What is the book about:
“Let’s Dance: A Celebration of Ontario’s Dance Halls and Summer Dance Pavilions is a nostalgic musical journey, recapturing the unforgettable music of youth and lasting friendships, the days when the live mellow sounds of Big Bands wafted through the air — Louis Armstrong, the Dorsey Brothers, Bert Niosi, Art Hallman, Johnny Downs, Mart Kenney, Bobby Kinsman, Ronnie Hawkins …. Throughout the 1920s to the ’60s, numerous legendary entertainers drew thousands of people to such memorable venues as the Brant Inn in Burlington, Dunn’s Pavilion in Bala, the Stork Club at Port Stanley, to the Club Commodore in Belleville and the Top Hat Pavilion in North Bay — and the hundreds of other popular dance venues right across Ontario. From the days of jitney dancing through the introduction of jazz and the Big Bands era to the sounds of some of Ontario’s best rock groups, people of all ages came to dance and some to find romance on soft summer nights.”
The book was a wonderful read and especially since I’m a Lindy Hopper and I love all things Nostalgic around that era. So the book gave me the urge to:
A) Want to visit these places, existing or non existing;
B) Share some of the history with my readers and with the Ontario Lindy Hop dance scene as well.
So I thought I would do a blog series on many of these places, so here we go with our first post…
PALACE PIER-TORONTO, CANADA
The Palace Pier was originally conceived in the late 1920’s to be a large amusement pier that was to rival the neighbouring “Sunnyside Pavilion“. The pier was to project 1800 feet into Lake Ontario with a steamboat landing at the end. However financial difficulties and the depression stopped construction and only 300 feet of pier was created (see above). For most of the 30’s the Pier was vacant but on June 10th, 1941 the auditorium opened as The Strathcona Roller Rink, and then a short time later became The Queensway Ballroom in 1943. This reverted to the Palace Pier Dance Hall and would soon become a favorite destination for dancers.
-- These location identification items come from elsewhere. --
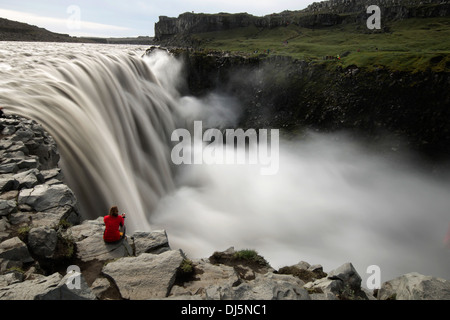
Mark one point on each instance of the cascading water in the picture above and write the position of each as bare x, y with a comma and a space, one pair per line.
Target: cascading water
112, 122
112, 114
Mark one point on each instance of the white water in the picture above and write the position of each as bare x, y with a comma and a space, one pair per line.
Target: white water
331, 202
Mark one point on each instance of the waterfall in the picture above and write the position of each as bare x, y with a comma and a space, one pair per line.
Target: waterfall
112, 112
111, 119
Here is a picture of where the Pier was located (the left image) in Toronto
Plans for the Pier before having to scrap almost everything (was to have had a bandstand, Theatre and “Palace of Fun” which I could only assume was rides).
The Big Bands
The Pier saw many Big Bands pass thru it’s doors, bands like:
There is a story from Ernie Ince who was the General Manager for the Pier for many years that recalls the effect one Bandleader had on the audience “Lionel Hampton would work the crowd into a frenzy. He’d soak 3 suits in a performance and play louder and faster as the night moved along” (“Let’s Dance” by Peter Young, pg 13).
Man I would of given ANYTHING to have seen that…sigh.
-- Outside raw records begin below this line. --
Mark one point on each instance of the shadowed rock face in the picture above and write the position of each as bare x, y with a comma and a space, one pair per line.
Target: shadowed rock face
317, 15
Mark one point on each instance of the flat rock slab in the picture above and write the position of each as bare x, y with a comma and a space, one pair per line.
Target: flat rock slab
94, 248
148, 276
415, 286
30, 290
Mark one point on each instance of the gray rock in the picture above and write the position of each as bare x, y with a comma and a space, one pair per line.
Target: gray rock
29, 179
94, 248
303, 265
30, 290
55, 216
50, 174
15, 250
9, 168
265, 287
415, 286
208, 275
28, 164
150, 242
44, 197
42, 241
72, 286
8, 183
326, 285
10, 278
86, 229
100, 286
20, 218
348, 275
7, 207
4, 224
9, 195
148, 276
The Pier’s heyday was the mid-40’s and into the mid-50’s with the 50’s seeing a renovation that had the Palace Pier boosting about having one of the largest dance floors around. 3 tiers were built with balconies surrounding the dance floor so that everyone could see the action on the dance floor (“Let’s Dance” by Peter Young, pg 13). CBC Radio even did live Radio broadcasts from the Pier over the years.
Changing with the Times
By the mid-50’s the Pier had to change direction to keep alive so they started booking country acts like Patsy Cline and Johnny Cash which ended up being very successful (“Let’s Dance” by Peter Young, pg 15). Also during the week they would book Bingos, Boxing matches, political rallies, proms and such to help pay the bills to get them to the weekend where they were still seeing around 1000 attendees coming out to celebrate music and dance.
Sadly on January 7th, 1963 in the early morning there was a fire at the Pier and everything was completely destroyed and due to declining popularity it only made sense to not rebuild and sell the property. Condos were then eventually built on the spot where the hall stood (the Palace Pier Condos).
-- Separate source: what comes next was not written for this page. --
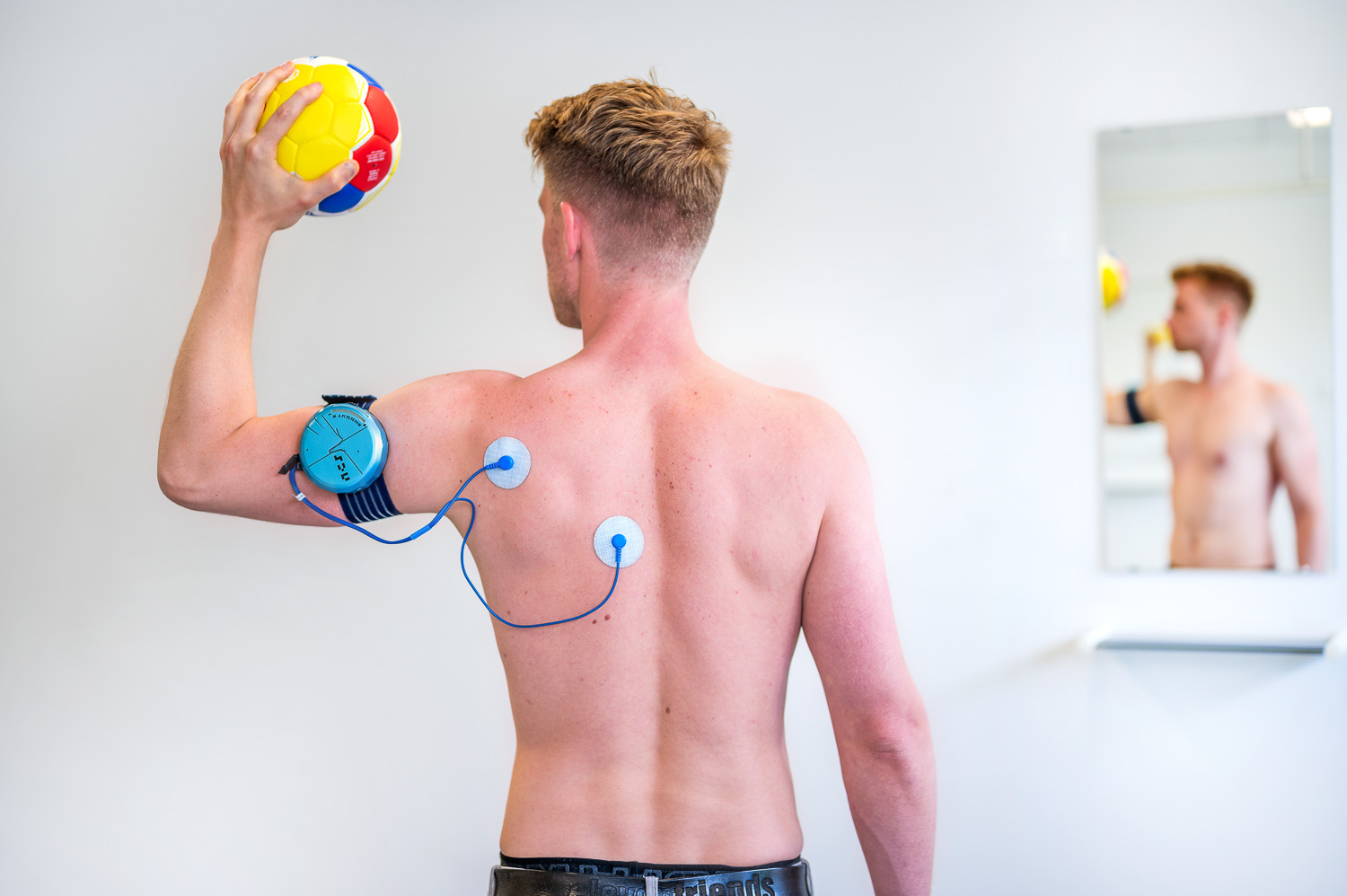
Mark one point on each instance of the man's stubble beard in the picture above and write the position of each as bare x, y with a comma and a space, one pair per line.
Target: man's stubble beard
565, 299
The building may not be standing anymore but you can still pay a visit to the monument on the Waterfront Trail at the Foot of the Palace Pier Court (it’s just west of the mouth of the Humber River. Walk over the bridge and keep going till you see the monument).
Interesting fact: The base of the monument are the original concrete pier footings
Here I am with the monument. I have to say I could actually envision everyone dressed to the 9’s coming down here to listen to some amazing Big Band Music on a Saturday night. It made me wish I had a time machine so I could of joined in on the fun.
To end my little trip, my husband put on some Glenn Miller “Moonlight Serenade” and we closed our eyes and actually pretended it was the 1940’s for a moment and we danced. It was a fun experience and I’m sure we got some weird looks but I did not care, I got to dance at the Palace Pier even if it was just in my mind.